Thursday, June 7, 2012

The Cacophonous Song Symphony

I did something odd during worship on Sunday morning. I asked the summer staff at Mundo Vista to each sing her song(s) of choice during the opening song set—all at the same time. Here’s how it happened:

On Saturday night, after teaching the staff about worship and love languages and singing a song at campfire, I met with Ruby Ann Jones Fulbright to plan the worship service for Sunday morning. Like two old women, we sat in the gliding rocking chairs in the camp infirmary and talked. We laughed and cried and attempted to stay on topic, but ultimately we didn’t do a very good job planning worship because wandering life-thoughts kept our attention astray.

As I mentioned in Monday’s note (“Oh Worship”), when I plan worship I tend to let “lots and lots of ideas float around [in my head] until something seems right.” Since Ruby and I didn’t land on a theme that seemed right, I went to bed in the floating stage. I knew what Ruby was going to speak about so I let the ideas float and hoped that I would wake up with a sense of clarity in the morning.

I didn’t. I woke up with a headache.

As I zombied my way through breakfast with furrowed brow, I confessed to Ruby that I wasn’t having a clear since of direction about the morning’s service. I confessed this fact again to Hanna, the summer’s worship leader, and explained how I was uncertain about what songs to lead because I didn’t know who would be familiar with what—and I didn’t think that Sunday morning was the time to be teaching new songs. I don’t know a lot of popular “contemporary” praise/worship songs and I’m not 100% sure what hymn texts people know by memory these days so I was sort of stuck. I had no peace about the opening song(s), special music, offertory music, or theme interpretation...

So I sat down on the stage in the outdoor chapel, wrote out the order of service, and prayed that God would let me know what to do about everything else. That’s when chiggers (red bugs) attacked me. But I didn’t know it until Monday.

When the worship service began, I still had no idea what music we would be doing. As Ruby led the prayer calendar and shared her prayer calendar experience from the mission field, I looked at my closed guitar case and thought, “I still don’t know what songs to lead. We’re bringing it to the wire, God. What songs should I lead?”

Then something happened. I have no idea what words sparked the idea but I know it was something that Ruby said. “Remember the symphony of prayer you led at ALT—where everyone prayed at the same time?” I thought to myself. “Why not ask everyone sing at the same time? That way, people who know praise songs can sing praise songs. People who know hymns can sing hymns. People who are filled with joy and excitement can sing songs of praise. People who are struggling and/or feeling overwhelmed can sings of prayer and mercy. The girls can scatter around the outdoor chapel if they’re worried about someone hearing them sing, but with everyone singing at the same time that shouldn’t be a problem. It’ll give everyone a chance for her own voice to be heard and it will solve the dilemma of choosing music that everyone knows.”

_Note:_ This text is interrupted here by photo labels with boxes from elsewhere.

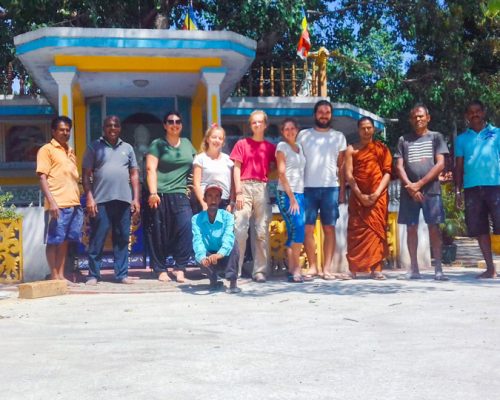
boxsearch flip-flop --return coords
[370,272,387,281]
[323,272,337,281]
[434,272,450,282]
[288,275,304,283]
[397,273,422,281]
[335,273,354,281]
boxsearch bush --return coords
[0,192,21,219]
[440,182,466,245]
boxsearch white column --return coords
[49,66,77,148]
[201,67,227,126]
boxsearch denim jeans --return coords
[88,200,130,280]
[147,193,194,272]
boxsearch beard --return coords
[314,118,332,129]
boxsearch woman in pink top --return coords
[230,110,276,282]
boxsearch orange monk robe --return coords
[347,142,392,272]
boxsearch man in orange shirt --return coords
[36,116,83,284]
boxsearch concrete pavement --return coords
[0,268,500,400]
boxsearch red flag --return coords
[297,10,311,60]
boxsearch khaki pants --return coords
[234,181,272,277]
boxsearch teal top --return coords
[191,210,235,263]
[455,124,500,188]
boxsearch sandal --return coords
[370,271,387,281]
[158,271,172,282]
[288,274,304,283]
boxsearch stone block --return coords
[19,280,68,299]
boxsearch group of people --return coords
[37,100,500,293]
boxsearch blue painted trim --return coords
[201,67,227,74]
[221,107,385,129]
[0,106,56,116]
[221,107,312,117]
[16,36,255,58]
[49,65,78,73]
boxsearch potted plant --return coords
[0,192,23,283]
[440,182,466,264]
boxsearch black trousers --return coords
[145,193,194,272]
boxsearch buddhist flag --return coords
[182,6,198,31]
[297,10,311,60]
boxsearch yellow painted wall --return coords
[54,54,222,73]
[0,176,39,186]
[73,83,87,171]
[191,82,207,149]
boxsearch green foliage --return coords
[440,183,466,244]
[0,0,500,151]
[0,192,21,220]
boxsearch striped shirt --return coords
[394,131,449,194]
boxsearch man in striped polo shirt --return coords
[394,104,449,280]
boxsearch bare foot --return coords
[175,270,186,283]
[304,268,321,277]
[323,272,337,281]
[476,271,498,279]
[158,271,172,282]
[434,271,450,281]
[370,271,387,281]
[62,279,78,287]
[85,277,97,286]
[335,272,356,281]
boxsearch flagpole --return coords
[188,0,193,31]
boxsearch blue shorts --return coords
[304,187,339,226]
[276,190,305,247]
[398,188,444,225]
[464,186,500,237]
[45,206,83,244]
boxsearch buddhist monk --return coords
[345,117,392,280]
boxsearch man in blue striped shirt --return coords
[192,185,241,293]
[394,104,449,281]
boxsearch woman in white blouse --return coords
[193,125,234,212]
[276,118,306,283]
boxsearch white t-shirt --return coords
[297,128,347,187]
[276,142,306,193]
[193,152,234,200]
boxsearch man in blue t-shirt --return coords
[82,116,140,285]
[191,184,241,293]
[394,104,449,281]
[455,100,500,279]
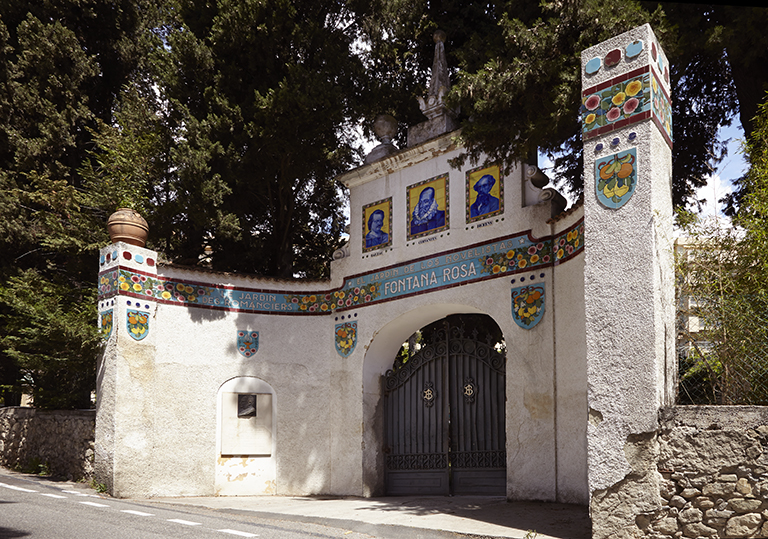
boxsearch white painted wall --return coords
[96,135,588,503]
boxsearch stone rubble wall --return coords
[0,406,96,481]
[590,406,768,539]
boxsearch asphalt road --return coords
[0,471,373,539]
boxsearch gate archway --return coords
[384,314,507,496]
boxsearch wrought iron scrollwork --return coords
[386,453,448,470]
[451,451,507,468]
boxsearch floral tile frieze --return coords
[99,220,584,315]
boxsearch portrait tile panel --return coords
[406,173,450,240]
[466,165,504,223]
[362,197,392,253]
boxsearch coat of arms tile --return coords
[512,283,544,329]
[125,309,149,341]
[334,322,357,357]
[237,330,259,357]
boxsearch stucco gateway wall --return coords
[0,406,96,480]
[96,130,588,503]
[591,406,768,539]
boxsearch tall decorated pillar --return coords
[581,25,676,538]
[94,237,160,497]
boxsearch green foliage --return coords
[678,94,768,404]
[0,0,155,408]
[374,0,768,208]
[0,269,100,408]
[153,0,365,277]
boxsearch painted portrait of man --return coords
[408,174,448,239]
[363,197,392,252]
[467,165,504,223]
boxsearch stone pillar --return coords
[94,242,160,497]
[581,25,677,538]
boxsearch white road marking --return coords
[120,509,155,517]
[216,530,258,537]
[62,490,88,497]
[80,502,109,507]
[168,518,202,526]
[0,483,37,492]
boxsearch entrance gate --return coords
[384,315,507,496]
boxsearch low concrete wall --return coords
[0,406,96,480]
[590,406,768,539]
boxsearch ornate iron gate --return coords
[384,315,507,496]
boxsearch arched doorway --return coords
[383,314,507,496]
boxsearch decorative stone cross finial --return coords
[408,30,458,147]
[417,30,451,120]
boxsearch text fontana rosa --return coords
[384,263,477,296]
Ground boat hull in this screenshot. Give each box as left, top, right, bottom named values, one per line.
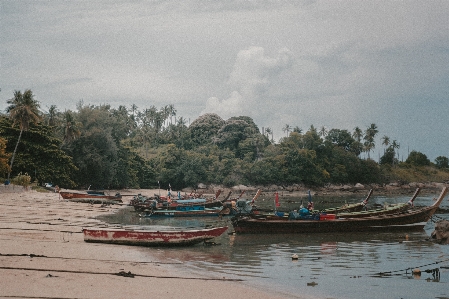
left=83, top=226, right=228, bottom=246
left=232, top=207, right=436, bottom=234
left=145, top=208, right=223, bottom=217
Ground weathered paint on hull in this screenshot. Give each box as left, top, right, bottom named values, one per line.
left=232, top=187, right=447, bottom=234
left=83, top=226, right=228, bottom=246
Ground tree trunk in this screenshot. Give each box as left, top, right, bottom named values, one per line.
left=8, top=129, right=23, bottom=182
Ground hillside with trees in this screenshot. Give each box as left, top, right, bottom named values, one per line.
left=0, top=90, right=449, bottom=189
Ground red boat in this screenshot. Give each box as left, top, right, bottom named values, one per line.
left=83, top=226, right=228, bottom=246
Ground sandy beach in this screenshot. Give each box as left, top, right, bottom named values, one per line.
left=0, top=187, right=312, bottom=299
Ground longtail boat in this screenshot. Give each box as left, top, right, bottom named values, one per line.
left=231, top=187, right=447, bottom=234
left=323, top=189, right=373, bottom=214
left=59, top=191, right=122, bottom=202
left=83, top=226, right=228, bottom=246
left=328, top=188, right=421, bottom=218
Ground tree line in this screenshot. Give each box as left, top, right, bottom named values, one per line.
left=0, top=90, right=449, bottom=189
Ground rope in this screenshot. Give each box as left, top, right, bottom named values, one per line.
left=375, top=258, right=449, bottom=276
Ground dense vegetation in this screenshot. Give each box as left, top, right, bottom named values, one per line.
left=0, top=90, right=449, bottom=189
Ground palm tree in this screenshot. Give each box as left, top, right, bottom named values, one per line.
left=6, top=89, right=42, bottom=181
left=282, top=124, right=292, bottom=137
left=62, top=110, right=81, bottom=142
left=318, top=126, right=327, bottom=139
left=168, top=104, right=176, bottom=124
left=363, top=124, right=379, bottom=159
left=352, top=127, right=363, bottom=142
left=46, top=105, right=58, bottom=127
left=391, top=140, right=401, bottom=165
left=293, top=126, right=302, bottom=134
left=265, top=127, right=273, bottom=140
left=381, top=135, right=390, bottom=153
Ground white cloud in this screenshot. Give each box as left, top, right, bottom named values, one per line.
left=201, top=47, right=294, bottom=118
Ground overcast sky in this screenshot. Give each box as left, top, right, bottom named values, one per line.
left=0, top=0, right=449, bottom=161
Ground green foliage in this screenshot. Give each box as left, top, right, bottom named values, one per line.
left=189, top=113, right=225, bottom=145
left=379, top=146, right=398, bottom=165
left=0, top=138, right=11, bottom=173
left=11, top=173, right=31, bottom=188
left=435, top=156, right=449, bottom=169
left=4, top=91, right=449, bottom=189
left=0, top=118, right=76, bottom=188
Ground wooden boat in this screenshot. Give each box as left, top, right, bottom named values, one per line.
left=231, top=187, right=447, bottom=234
left=129, top=190, right=223, bottom=212
left=328, top=188, right=421, bottom=218
left=83, top=226, right=228, bottom=246
left=323, top=189, right=373, bottom=214
left=59, top=191, right=122, bottom=202
left=231, top=189, right=373, bottom=215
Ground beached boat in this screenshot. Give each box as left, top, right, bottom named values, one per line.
left=322, top=188, right=421, bottom=218
left=59, top=190, right=122, bottom=202
left=231, top=187, right=447, bottom=234
left=129, top=190, right=223, bottom=212
left=83, top=226, right=228, bottom=246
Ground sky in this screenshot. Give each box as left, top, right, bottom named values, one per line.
left=0, top=0, right=449, bottom=162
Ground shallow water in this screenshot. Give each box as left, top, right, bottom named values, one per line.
left=99, top=194, right=449, bottom=299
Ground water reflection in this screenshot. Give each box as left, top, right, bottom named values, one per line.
left=98, top=195, right=449, bottom=299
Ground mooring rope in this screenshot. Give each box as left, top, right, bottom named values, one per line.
left=375, top=258, right=449, bottom=276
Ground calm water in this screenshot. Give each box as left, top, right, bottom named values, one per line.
left=98, top=194, right=449, bottom=299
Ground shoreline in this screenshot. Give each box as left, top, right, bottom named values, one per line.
left=0, top=184, right=444, bottom=299
left=0, top=187, right=310, bottom=299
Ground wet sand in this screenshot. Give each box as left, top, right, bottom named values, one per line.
left=0, top=187, right=312, bottom=299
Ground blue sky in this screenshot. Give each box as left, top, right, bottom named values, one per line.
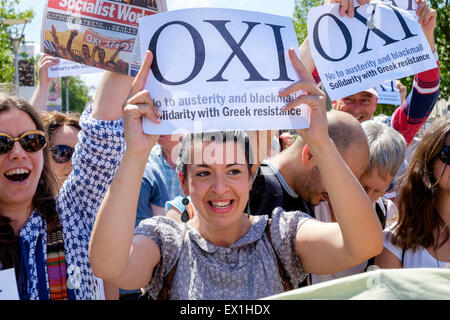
left=19, top=0, right=295, bottom=91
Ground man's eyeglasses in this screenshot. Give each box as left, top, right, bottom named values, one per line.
left=0, top=130, right=47, bottom=154
left=438, top=146, right=450, bottom=164
left=50, top=144, right=75, bottom=163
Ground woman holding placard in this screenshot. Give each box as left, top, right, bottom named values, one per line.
left=89, top=50, right=381, bottom=299
left=0, top=63, right=137, bottom=300
left=375, top=114, right=450, bottom=268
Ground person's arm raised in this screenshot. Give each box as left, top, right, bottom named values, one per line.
left=89, top=54, right=160, bottom=288
left=280, top=49, right=383, bottom=274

Holy ghost goose bumps covered my body and God’s peaceful spirit came upon me as a breeze rustled through the trees and a hawk soared overhead. Finally, things seemed “right.”

The staff looked at me like I was crazy when I told them what we’d be doing. After a moment of odd silence, one girl began singing “Ode To Joy” very loudly. No one else sang. People weren’t sure if they should sing along or if they should start their own song. I said, “You don’t have to all sing together. Sing whatever you want. Get up. Move around. Lift your voice to God.” At that moment, with that permission, with “Ode To Joy” still being sung in the background, other people began singing their own songs of prayer and praise. All at once, in that sacred space, a cacophonous symphony of voices was being raised to God. It sounded awful and beautiful and chaotic and peaceful and sad and joyful all at once.

We ended our symphony with the unison thought that “Our God Is An Awesome God,” and at the end of the service we revisited one of the songs that emerged during our symphony. The rest of the service fell into place, too, as I listened to the Spirit’s guidance and felt her surrounding me in the beauty of that sacred space that day.

That night, when Ruby Ann Jones Fulbright and I returned to our old lady rocking chairs, we were able to sit and reflect on the morning’s service and smile. We don’t always understand God and God’s timing. We know that for sure. But we understand that God is always with us, guiding us, directing us, loving us, and catching our burdens when we release them. We even understand that God is with us when do odd things...like ask a group of college-aged girls to sing in an unplanned, unfamiliar, unconventional, cacophonous symphony of praise!